The secret of Toyota
In their standard work 'The Machine that changed the world: the story of lean production', the authors tell how Toyota developed the renowned lean production (literally: lean production) after World War II, a system that companies around the world today – not without despair – trying to copy. Slim manufacturing is slim because it requires only half the people, half the factory space, half the investment in tools and half the time to make a new product.

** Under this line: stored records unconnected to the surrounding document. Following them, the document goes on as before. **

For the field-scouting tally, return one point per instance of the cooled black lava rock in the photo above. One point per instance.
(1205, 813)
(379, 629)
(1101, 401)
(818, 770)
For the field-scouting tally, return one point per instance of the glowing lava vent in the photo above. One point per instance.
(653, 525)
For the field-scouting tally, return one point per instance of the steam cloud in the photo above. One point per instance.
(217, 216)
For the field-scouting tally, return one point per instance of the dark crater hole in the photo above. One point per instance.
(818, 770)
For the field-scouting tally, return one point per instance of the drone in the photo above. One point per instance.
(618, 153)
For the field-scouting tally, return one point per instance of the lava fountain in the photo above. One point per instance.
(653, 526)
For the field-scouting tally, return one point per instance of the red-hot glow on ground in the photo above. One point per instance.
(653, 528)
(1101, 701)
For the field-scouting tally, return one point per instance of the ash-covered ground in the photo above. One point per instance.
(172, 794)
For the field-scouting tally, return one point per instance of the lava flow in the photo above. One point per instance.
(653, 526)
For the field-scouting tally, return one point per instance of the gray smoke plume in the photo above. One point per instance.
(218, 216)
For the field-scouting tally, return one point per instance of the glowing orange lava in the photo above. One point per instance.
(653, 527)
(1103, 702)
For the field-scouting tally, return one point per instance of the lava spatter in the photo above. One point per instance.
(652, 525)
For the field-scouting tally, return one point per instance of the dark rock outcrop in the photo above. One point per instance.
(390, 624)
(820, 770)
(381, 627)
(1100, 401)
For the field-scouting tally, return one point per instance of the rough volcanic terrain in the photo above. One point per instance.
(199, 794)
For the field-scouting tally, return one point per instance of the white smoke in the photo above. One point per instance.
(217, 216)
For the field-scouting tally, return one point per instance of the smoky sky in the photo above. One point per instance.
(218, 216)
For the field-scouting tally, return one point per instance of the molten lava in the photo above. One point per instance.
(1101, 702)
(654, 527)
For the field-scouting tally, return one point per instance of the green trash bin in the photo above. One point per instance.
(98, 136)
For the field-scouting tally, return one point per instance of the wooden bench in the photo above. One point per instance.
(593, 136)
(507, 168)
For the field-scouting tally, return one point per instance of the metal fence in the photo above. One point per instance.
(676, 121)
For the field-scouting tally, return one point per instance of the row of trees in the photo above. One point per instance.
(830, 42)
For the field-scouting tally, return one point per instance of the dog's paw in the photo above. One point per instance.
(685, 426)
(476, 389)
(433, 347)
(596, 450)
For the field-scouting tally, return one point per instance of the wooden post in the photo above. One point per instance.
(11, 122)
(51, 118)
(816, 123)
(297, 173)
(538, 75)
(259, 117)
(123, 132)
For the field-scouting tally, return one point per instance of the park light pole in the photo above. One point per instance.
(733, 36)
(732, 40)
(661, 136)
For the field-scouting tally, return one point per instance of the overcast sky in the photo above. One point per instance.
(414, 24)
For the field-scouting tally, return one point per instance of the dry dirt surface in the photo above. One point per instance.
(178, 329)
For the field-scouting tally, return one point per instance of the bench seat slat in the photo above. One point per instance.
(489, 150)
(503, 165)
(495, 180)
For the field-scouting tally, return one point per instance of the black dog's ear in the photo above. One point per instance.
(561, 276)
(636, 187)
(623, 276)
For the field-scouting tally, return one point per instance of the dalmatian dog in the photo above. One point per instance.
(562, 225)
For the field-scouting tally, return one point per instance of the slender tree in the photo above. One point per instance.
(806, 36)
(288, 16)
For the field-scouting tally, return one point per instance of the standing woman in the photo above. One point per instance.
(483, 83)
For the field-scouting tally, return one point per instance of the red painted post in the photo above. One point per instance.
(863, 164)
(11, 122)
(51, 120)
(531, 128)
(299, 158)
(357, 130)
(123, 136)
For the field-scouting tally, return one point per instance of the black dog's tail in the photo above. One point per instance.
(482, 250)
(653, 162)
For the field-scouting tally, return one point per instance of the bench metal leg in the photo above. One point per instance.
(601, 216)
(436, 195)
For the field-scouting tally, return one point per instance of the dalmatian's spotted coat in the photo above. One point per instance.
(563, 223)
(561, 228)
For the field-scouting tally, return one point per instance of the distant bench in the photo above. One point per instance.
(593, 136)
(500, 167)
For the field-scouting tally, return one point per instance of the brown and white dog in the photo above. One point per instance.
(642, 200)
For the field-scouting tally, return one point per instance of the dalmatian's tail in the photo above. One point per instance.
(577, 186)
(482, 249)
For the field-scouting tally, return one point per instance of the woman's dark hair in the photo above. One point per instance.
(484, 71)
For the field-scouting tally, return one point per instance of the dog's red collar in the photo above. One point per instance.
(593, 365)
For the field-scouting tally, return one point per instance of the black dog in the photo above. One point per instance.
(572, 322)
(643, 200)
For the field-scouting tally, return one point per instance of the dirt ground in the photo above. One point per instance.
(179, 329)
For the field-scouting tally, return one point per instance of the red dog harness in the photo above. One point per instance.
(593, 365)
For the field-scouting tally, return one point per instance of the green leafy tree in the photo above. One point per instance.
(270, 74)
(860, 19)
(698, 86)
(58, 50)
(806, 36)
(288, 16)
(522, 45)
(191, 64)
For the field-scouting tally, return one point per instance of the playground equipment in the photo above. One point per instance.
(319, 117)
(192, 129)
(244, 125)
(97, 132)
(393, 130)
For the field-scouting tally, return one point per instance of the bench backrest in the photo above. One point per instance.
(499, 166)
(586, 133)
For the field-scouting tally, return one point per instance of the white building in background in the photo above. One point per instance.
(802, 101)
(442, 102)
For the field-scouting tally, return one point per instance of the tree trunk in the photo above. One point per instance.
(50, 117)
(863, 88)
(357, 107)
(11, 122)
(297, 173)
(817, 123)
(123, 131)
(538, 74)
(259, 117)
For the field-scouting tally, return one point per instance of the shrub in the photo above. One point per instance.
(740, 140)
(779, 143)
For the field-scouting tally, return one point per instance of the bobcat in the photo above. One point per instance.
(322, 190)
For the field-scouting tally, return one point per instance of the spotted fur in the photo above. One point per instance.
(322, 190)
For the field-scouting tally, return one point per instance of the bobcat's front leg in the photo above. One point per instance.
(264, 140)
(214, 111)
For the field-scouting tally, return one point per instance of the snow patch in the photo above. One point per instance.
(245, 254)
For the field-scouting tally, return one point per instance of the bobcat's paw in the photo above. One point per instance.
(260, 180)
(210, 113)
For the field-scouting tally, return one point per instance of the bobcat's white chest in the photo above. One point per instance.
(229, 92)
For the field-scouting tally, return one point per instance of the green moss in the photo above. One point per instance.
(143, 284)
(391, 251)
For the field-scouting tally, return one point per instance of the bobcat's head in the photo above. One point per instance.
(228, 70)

And: 'The system leads to fewer errors and creates a greater and growing variety of products.' The terms known in Western business, such as quality circles (in Japanese kaizen) and just-in-time (in Japanese kanban) are derived from this system.
After the war, car manufacturers worked on the model of Henry Ford with a complete division of labor tasks. Each worker only had to perform a limited number of movements on the assembly line. The workers bore little responsibility and appeared to be weakly motivated.
Fixing the mistakes that arose in between took a lot of time afterwards. So at Toyota, teams were formed with workers who were slowly but surely formed for all possible tasks, all-round forces.
One of them was a team leader and not so much foreman. One team could make a complete car. Any worker could and should stop the belt with a simple rope at any time he discovered an error.
It was then necessary to collectively think about how to avoid that mistake once and for all. That took a lot of time and patience, but it also paid off. Workers were given great responsibility.
This is how the 'quality circles' came into being, groups in which people thought about improving the product.
Because a car contains a total of 10,000 components that take up a lot of space and of which one is always missing, Toyota developed a sophisticated right-on-time program for the supply companies that made warehouses obsolete. Kiichiro Toyoda had picked up that idea as early as 1935 in American department stores, where perishable fruits and vegetables also had to be delivered 'right on time'.
In the meantime entire libraries have been written about this 'Toyotism'. Western concerns that in the eighties tried to fathom the secret of Japanese success, invariably ended up with Toyota.
The 'lean production' is not only deeply rooted in Japanese culture (groupthink), it has also been worked on for fifty years at Toyota. So that the system in the West can only be copied to a limited extent.